釘を抜けるほど丈夫なことから釘抜紬(くぎぬきつむぎ)とも称される。
大島紬 / おおしまつむぎ
奄美大島の特産品で、手で紡いだ絹糸を泥染めしたものを手織りした平織りの絹布。
郡上紬 / ぐじょうつむぎ
岐阜県郡上市八幡町で産出される紬織物。
春繭から紡がれた糸を、植物染料を用いて染色し、織り上げられる。
塩沢紬 / しおざわつむぎ
新潟県南魚沼市で産出される紬織物。
経糸に生糸もしくは玉糸を使用し、緯糸に真綿手紡糸を使用し、手くくり、手摺り込みによる絣糸を一本一本合わせながら織り上げる。
信州紬 / しんしゅうつむぎ
長野県全域で産出される紬織物の総称。
生産地域によって、飯田紬、伊那紬、上田紬、松本紬、山繭紬、などに分かれている。
結城紬 / ゆうきつむぎ
茨城県の小山市~下野市付近、栃木県の結城市周辺で主に生産される紬織物。
真綿より手紡ぎした紬糸が経糸、緯糸に用いられる。
米沢紬 / よねざわつむぎ
山形県の米沢盆地周辺で産出される紬織物。
紅花や藍、刈安で草木染された紬糸、玉糸などを平織にするもので、絣模様が特色となっている。

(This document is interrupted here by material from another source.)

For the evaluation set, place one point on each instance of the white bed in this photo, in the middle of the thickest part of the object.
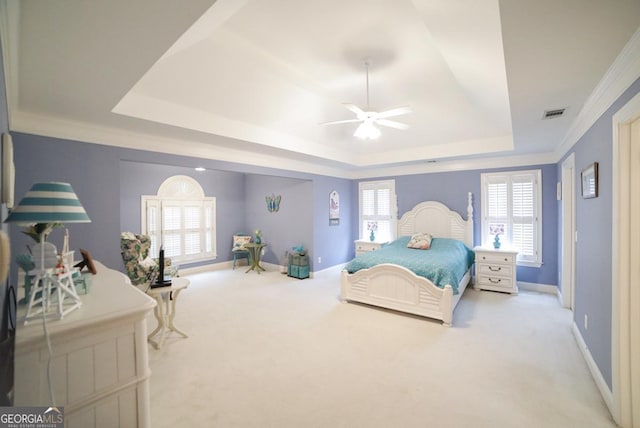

その特徴が琉球紬に似ているものを、『米沢琉球紬』 略して米琉(よねりゅう)とよぶ。
長井町辺りが集散地であることから長井紬ともよばれる。
白鷹紬、白鷹御召とあわせて置賜紬(おきたまつむぎ)ともよばれる。
琉球紬 / りゅうきゅうつむぎ
沖縄県で産出される紬織物。
草木染めや泥染めされた紬糸を平織りして織り上げられる。
久米島で織られる久米島紬がよく知られている。